Test your q-learning implementation.

In [114]:
q_table = q_learning(
    env,
    num_episodes=NUM_EPISODES,
    max_episode_length=MAX_EPISODE_LENGTH,
    learning_rate=LEARNING_RATE,
    gamma=GAMMA,
    seed=SEED,
    epsilon=EPSILON
)

In [115]:
q_table

{'6297002076517109080': {'close door to west': 0.7743460838641085,
  'move west': 0.7750779386531563,
  'open door to south': 0.8145062686672617,
  'open door to west': 0.7367014123277151,
  'move south': 0.7753846601919039,
  'close door to south': 0.7738676586389353},
 '1551779566118938349': {'move west': 0.34743875956392256,
  'move south': 0.5532501579549125,
  'close door to west': 0.7745579803539361,
  'close door to south': 0.6440220865987014,
  'open door to west': 0.7095190239700806,
  'open door to south': 0.6471130357144705},
 '5698157482587418034': {'open door to east': 0.23586272434304925,
  'close door to east': 0.037568844901436846,
  'move east': 0.6798338617309115},
 '8522919990782962926': {'open door to south': 0.8149373886404445,
  'move south': 0.8573750003375206,
  'move west': 0.8159378413369047,
  'close door to west': 0.8150178539421569,
  'open door to west': 0.7003387588818528,
  'close door to south': 0.7751011614868055},
 '5438051632063686572': {'open door t

# Implement Code to Run a Policy

**Step 3.** Implement code to run the policy. This function takes the following parameters:
- q_table: your q-table, as specified in step 1.
- env: pointer to the environment (e.g., `ENV`).
- threshold: the maximum number of steps to take before terminating.

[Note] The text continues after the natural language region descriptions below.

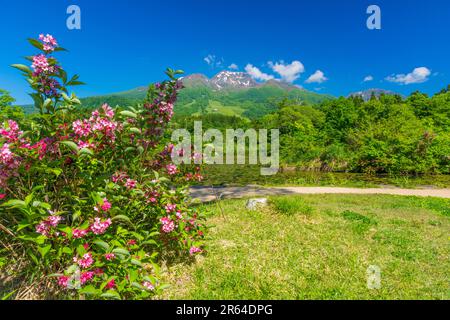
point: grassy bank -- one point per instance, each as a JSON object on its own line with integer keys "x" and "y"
{"x": 246, "y": 174}
{"x": 319, "y": 247}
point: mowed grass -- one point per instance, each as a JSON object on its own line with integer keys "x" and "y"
{"x": 320, "y": 247}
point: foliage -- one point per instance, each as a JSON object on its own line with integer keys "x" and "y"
{"x": 92, "y": 202}
{"x": 385, "y": 135}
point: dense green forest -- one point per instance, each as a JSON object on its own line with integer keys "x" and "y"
{"x": 388, "y": 134}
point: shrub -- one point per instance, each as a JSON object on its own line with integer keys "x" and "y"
{"x": 93, "y": 203}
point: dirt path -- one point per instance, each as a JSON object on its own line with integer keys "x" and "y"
{"x": 206, "y": 194}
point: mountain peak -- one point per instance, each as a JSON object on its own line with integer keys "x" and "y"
{"x": 367, "y": 94}
{"x": 232, "y": 80}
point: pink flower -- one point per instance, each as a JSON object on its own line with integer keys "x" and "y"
{"x": 110, "y": 256}
{"x": 78, "y": 234}
{"x": 119, "y": 176}
{"x": 109, "y": 112}
{"x": 84, "y": 262}
{"x": 86, "y": 276}
{"x": 6, "y": 155}
{"x": 130, "y": 184}
{"x": 63, "y": 281}
{"x": 82, "y": 128}
{"x": 43, "y": 228}
{"x": 54, "y": 220}
{"x": 171, "y": 169}
{"x": 170, "y": 207}
{"x": 49, "y": 42}
{"x": 11, "y": 133}
{"x": 148, "y": 285}
{"x": 194, "y": 250}
{"x": 82, "y": 145}
{"x": 99, "y": 227}
{"x": 106, "y": 205}
{"x": 111, "y": 284}
{"x": 40, "y": 64}
{"x": 98, "y": 272}
{"x": 168, "y": 225}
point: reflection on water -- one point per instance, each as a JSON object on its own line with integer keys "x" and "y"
{"x": 246, "y": 174}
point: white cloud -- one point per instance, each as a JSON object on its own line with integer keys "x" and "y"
{"x": 317, "y": 77}
{"x": 288, "y": 72}
{"x": 257, "y": 74}
{"x": 418, "y": 75}
{"x": 212, "y": 61}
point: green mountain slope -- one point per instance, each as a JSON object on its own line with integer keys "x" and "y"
{"x": 227, "y": 93}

Your function should run a single episode from the initial state and return:
- A list of actions taken during the episode (e.g., `[act_1, act_2, ... act_n]`).
- The total sum reward of all actions taken as a float.

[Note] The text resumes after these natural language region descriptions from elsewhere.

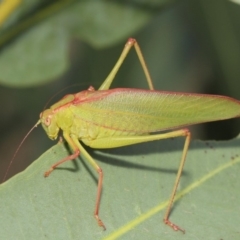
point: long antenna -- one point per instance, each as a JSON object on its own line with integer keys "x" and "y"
{"x": 19, "y": 146}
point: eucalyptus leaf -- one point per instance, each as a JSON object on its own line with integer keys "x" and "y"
{"x": 138, "y": 180}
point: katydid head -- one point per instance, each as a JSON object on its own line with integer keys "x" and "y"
{"x": 47, "y": 118}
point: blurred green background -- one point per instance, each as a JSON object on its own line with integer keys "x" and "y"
{"x": 48, "y": 46}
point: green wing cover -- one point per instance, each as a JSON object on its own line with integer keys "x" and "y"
{"x": 137, "y": 110}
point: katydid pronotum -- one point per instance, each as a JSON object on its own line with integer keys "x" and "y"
{"x": 109, "y": 118}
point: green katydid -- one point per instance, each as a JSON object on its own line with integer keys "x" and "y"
{"x": 109, "y": 118}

Your function will interact with the environment through `reset_mdp()` and `do_action_mdp()`. Be sure to reset the environment before running, and terminate the episode if `do_action_mdp()` indicates the termination boolean.

In [116]:
# export - DO NOT MODIFY THIS CELL

def run_policy(
    q_table: dict[str, dict[str, float]],
    env: gymnasium.Env,
    seed: int,
    max_policy_length: int = 25,
) -> tuple[list[str], float]:
    """
    Run a policy from a built Q-Table

    Args:
        q_table (dict[str, dict[str, float]]): The built Q-Table dictionary
        env (gymnasium.Env): The environment in which to run the policy
        seed (int): The seed to use
        max_policy_length (int): The maximum length of the policy to run
        
    Returns:
        list[str]: The sequence of actions that the policy performed
        float: The sum total reward gained from the environment
    """
    actions = []  # Store the entire sequence of actions here
    total_reward = 0.0  # Store the total sum reward of all actions executed here

    ### YOUR CODE BELOW HERE

    state_id, valid_actions = reset_mdp(env, seed)

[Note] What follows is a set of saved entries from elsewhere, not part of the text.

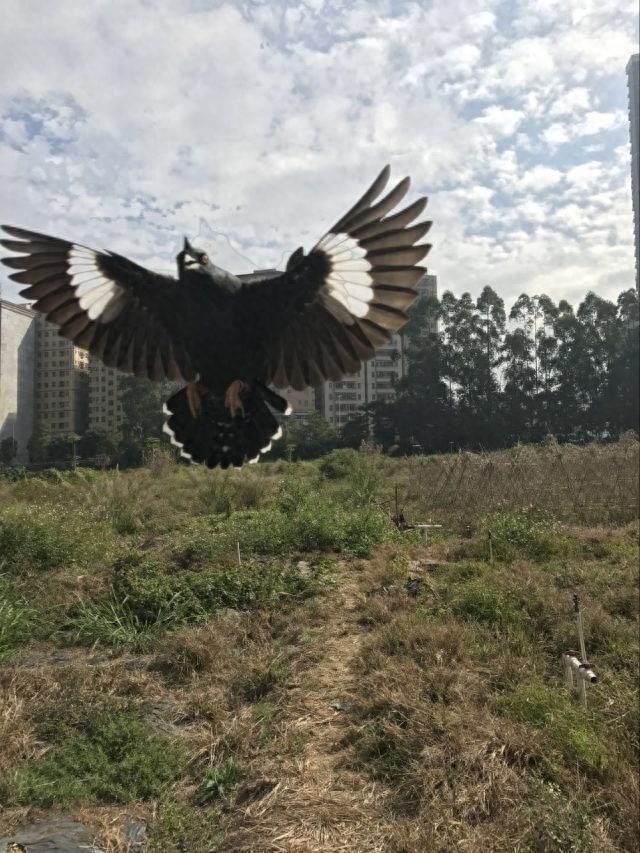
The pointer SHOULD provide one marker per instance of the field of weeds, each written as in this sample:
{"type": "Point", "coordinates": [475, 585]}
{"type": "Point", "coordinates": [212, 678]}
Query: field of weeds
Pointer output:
{"type": "Point", "coordinates": [259, 660]}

    for _ in range(max_policy_length):
        if not valid_actions:
            break

        if state_id in q_table:
            valid_q = {a: q for a, q in q_table[state_id].items() if a in valid_actions}
            if valid_q:
                best_q = max(valid_q.values())
                best_actions = [a for a, q in valid_q.items() if q == best_q]
                action = random.choice(best_actions)
            else:
                action = random.choice(valid_actions)
        else:
            action = random.choice(valid_actions)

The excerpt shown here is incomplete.